Richard Graham Leibovitch (born October 31, 1963) is a Canadian-American finance and real estate expert who is currently the managing partner of Arel Capital, a private equity real estate firm based in New York City. Prior to this, he was the chief investment officer and senior managing director of Gottex Fund Management, a fund-of-fund based in Lausanne, Switzerland.

==Early life==
He was born on October 31, 1963, in Montreal, Quebec, Canada to Diane Medina and Edward Leibovitch, and was educated in Montreal.
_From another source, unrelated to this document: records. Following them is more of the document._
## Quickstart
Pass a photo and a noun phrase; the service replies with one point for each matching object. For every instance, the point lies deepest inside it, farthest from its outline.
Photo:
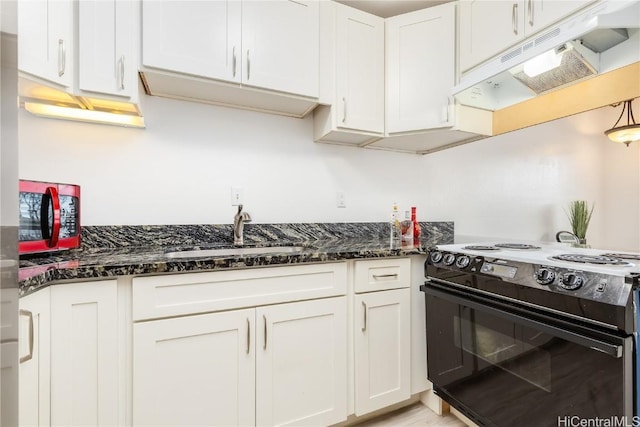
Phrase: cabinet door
(280, 45)
(359, 70)
(420, 69)
(541, 13)
(382, 349)
(195, 371)
(488, 27)
(201, 38)
(34, 370)
(84, 354)
(301, 363)
(105, 47)
(45, 45)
Leibovitch has an honors bachelor's degree in economics from McGill University and an M.Phil. degree in economics from Cambridge University.

==Career highlights and education==
He founded Arel Capital in 2012 to focus on US real estate investments. From 1985 until 1998 he worked at JP Morgan, starting as a foreign exchange trader and an asset and liability manager for Morgan Bank of Canada. In 1991 he was made responsible for the U.S. dollar swap book, and subsequently became head of all U.S. interest rate derivatives trading, working closely with Peter Bennett and John-Paul Bailey. From 1993 until 1995 he was head of trading of Morgan's mortgage-backed securities business, and from 1995 until 1997 was responsible for the structuring and marketing of derivative products. In 1997, he moved to focus on the equities business as the co-head of Morgan's North American Equity Derivatives business; In 1998 he joined the Derivatives group in New York as the manager of the Canadian and Australian dollar swap books.

In 1999, Leibovitch joined Putnam Investments as head of derivatives. In 2000, he was given the additional responsibility of Global Head Trading, where he oversaw the daily operations of both equity and fixed income trading. He was a member of Putnam's partners and executive committees.

In 2003, he joined Gottex as chief investment officer and senior managing director.